Рыбаки напоили его и чаем, натерли водкой, дивясь на то, как отекли ноги старика, и на жестокость сына, бросившего старика в чистом поле. Словно дождавшись, пока уедут чужие, опять появился Фома. С порога он приказал идти отцу в сени, словно озверев, но старик не мог встать. Тогда он вытащил его волоком. Молча пил чай с сахаром, со вкусом, кричал что-то в сени отцу, точно приказчик.
– Да как тебе в душу-то идет, чай-то, – осмелев от отчаяния, заговорила мать, – ведь помрет отец-то.
Она хотела помочь и перевести мужа на постель в горнице. Старик, кряхтя от боли, еле передвигал ногами, просил помочь ему встать, хотел пройти лечь рядом в свою комнату, как вдруг Фома, словно очнувшись от оцепенения, заорал:
– Ишь чего еще не придумала, в горницу! В сени его, назад, да чтоб завтра и на поле!
Ничего не сказал отец, свели его опять в сени на промозглый и отсыревший камышовый тюфяк, на деревянную древнюю койку, на сквозняки. Часов в пять Фома пошел уже будить его на поле, старик был мертв. В доме, принадлежавшем отцу, выстроенном отцом, Фома остался вполне хозяином.
Под стать Фоме была и его супружница, тоже низкорослая, остроязыкая, как змея, жадно курящая сигарету за сигаретой, проворная, как ощенившаяся волчица, торговавшая в сельмаге разведенным спиртом из-под полы. И часто, купив у нее бутылку разведенного, «буреного» спирта, в шутку дразнили ее: «Ну как спирт? «Закон»?» И передразнивали с гонором Фомы: «Закон, закон… Смотри, потравишь – посодют, не посмотрят, что муж на миллиардера спину гнет. Законно! Закон – это воля народа! Воля народа!»

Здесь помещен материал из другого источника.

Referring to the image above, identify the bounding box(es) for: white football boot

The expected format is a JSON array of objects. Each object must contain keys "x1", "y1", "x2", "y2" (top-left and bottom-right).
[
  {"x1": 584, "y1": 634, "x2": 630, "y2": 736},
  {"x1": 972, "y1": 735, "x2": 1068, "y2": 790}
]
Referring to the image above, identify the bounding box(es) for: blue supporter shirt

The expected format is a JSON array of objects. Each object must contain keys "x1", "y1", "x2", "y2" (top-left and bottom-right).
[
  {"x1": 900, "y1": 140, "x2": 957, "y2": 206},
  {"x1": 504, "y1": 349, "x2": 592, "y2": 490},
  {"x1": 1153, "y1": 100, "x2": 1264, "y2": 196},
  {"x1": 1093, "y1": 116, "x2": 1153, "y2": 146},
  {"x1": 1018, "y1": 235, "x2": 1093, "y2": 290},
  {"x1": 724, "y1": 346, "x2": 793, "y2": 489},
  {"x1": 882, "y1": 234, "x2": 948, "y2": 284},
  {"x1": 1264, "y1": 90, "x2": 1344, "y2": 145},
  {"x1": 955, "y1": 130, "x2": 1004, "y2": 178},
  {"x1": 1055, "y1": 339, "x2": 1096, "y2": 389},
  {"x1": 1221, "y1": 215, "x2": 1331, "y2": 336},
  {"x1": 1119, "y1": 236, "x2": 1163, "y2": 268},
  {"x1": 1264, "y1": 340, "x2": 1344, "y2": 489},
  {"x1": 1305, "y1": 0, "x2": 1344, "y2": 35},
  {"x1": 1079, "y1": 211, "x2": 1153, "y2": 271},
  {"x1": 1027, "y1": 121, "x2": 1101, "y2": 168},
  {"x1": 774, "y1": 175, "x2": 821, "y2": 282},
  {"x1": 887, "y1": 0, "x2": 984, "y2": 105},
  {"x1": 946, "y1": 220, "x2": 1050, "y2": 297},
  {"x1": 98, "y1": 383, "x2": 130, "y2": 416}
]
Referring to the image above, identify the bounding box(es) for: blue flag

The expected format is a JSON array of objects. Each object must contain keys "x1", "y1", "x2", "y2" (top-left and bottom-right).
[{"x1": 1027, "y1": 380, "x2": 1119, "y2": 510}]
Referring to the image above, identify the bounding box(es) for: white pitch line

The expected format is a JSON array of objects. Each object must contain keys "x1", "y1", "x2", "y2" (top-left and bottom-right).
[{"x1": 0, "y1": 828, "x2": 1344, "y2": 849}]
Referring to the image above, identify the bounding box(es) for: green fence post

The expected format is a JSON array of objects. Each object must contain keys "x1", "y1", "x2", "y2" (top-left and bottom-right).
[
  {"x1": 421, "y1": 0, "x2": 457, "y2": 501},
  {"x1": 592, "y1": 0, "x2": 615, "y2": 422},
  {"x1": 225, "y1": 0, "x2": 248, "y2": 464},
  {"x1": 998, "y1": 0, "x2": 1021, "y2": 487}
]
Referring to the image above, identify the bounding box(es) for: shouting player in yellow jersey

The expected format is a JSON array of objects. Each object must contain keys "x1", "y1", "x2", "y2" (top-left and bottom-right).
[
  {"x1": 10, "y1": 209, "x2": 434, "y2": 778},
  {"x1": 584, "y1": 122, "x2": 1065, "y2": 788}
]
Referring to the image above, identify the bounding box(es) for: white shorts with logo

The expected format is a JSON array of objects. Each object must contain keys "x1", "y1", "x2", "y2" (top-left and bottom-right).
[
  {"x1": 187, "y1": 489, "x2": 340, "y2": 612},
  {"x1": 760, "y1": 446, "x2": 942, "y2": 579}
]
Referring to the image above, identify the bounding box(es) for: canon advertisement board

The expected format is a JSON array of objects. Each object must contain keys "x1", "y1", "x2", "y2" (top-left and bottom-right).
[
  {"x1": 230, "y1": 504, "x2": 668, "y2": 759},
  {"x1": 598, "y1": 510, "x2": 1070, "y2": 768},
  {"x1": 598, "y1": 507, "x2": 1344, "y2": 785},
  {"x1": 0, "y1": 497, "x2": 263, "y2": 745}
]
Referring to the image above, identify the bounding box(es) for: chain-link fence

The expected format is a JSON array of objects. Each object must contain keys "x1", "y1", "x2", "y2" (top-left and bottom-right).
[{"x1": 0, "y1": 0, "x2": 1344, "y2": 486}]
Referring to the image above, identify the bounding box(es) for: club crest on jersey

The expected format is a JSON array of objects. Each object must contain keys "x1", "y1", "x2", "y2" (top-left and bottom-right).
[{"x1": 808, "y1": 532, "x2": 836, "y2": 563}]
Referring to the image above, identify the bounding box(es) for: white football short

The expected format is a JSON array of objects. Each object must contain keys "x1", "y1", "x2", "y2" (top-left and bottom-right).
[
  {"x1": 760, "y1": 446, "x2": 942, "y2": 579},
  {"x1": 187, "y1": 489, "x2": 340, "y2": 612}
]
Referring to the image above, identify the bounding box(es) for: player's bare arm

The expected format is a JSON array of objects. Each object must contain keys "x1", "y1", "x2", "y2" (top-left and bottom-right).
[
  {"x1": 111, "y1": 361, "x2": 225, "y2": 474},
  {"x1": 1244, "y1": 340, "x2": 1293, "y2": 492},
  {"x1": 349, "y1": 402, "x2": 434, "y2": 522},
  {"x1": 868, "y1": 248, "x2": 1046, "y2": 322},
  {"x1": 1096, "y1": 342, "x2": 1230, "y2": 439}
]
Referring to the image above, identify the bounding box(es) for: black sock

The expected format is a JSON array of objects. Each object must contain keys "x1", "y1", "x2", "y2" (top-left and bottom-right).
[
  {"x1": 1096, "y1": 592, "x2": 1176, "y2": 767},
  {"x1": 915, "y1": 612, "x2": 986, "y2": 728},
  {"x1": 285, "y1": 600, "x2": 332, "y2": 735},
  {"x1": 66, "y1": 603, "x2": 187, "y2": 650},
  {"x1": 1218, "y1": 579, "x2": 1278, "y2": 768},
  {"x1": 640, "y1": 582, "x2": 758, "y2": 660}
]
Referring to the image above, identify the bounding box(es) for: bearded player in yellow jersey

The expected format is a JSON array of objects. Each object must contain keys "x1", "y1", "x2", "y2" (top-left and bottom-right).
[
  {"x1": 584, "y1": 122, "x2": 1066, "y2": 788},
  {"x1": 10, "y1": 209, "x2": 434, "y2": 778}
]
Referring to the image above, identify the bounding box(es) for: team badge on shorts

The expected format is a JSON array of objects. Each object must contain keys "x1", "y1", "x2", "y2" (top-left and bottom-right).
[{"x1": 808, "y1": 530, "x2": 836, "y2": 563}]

– Сделаю капитал! – имел в виду эти подначки сельцовских Фома Кукин. – Сделаю капитал, они мне все тогда… облокотились… Сделаю – и укачу из этих мест.
Не принимала всерьез, близко к сердцу подначек и жена Фомы, она еще бойчей приторговывала левым бесланским спиртом, который покупала в достатке и вовсе за бесценок с далекого кавказского электролизного завода через воровавших этот вонючий яд – обходчиков, железнодорожников. Она разводила спирт один к трем. Спирт поднимался к горлышку, нагревал бутылку, растворяясь в воде, мутнел на короткое время. Она ждала конца реакции и, стараясь не тряхнуть, зная, что весь градус теперь вверху, осторожно ставила на полку под прилавком. Бутылка получалась втрое дешевле заводской «Касимовской» или «Шацкой». Попробовав же «водки от Шурки», глотнув сверху первака, почти живого спирта, мужики восторженно и удовлетворенно замирали, пережидали, когда потухнет в гортани душный пламень электролизной отравы, чтобы вдохнуть воздуха и поблагодарить Шурку. Приложившись единожды, но неоднократно, они не понимали и не знали, что на дне бутылки была едва ли не простая вода, их растаскивало и валило от табака и первача.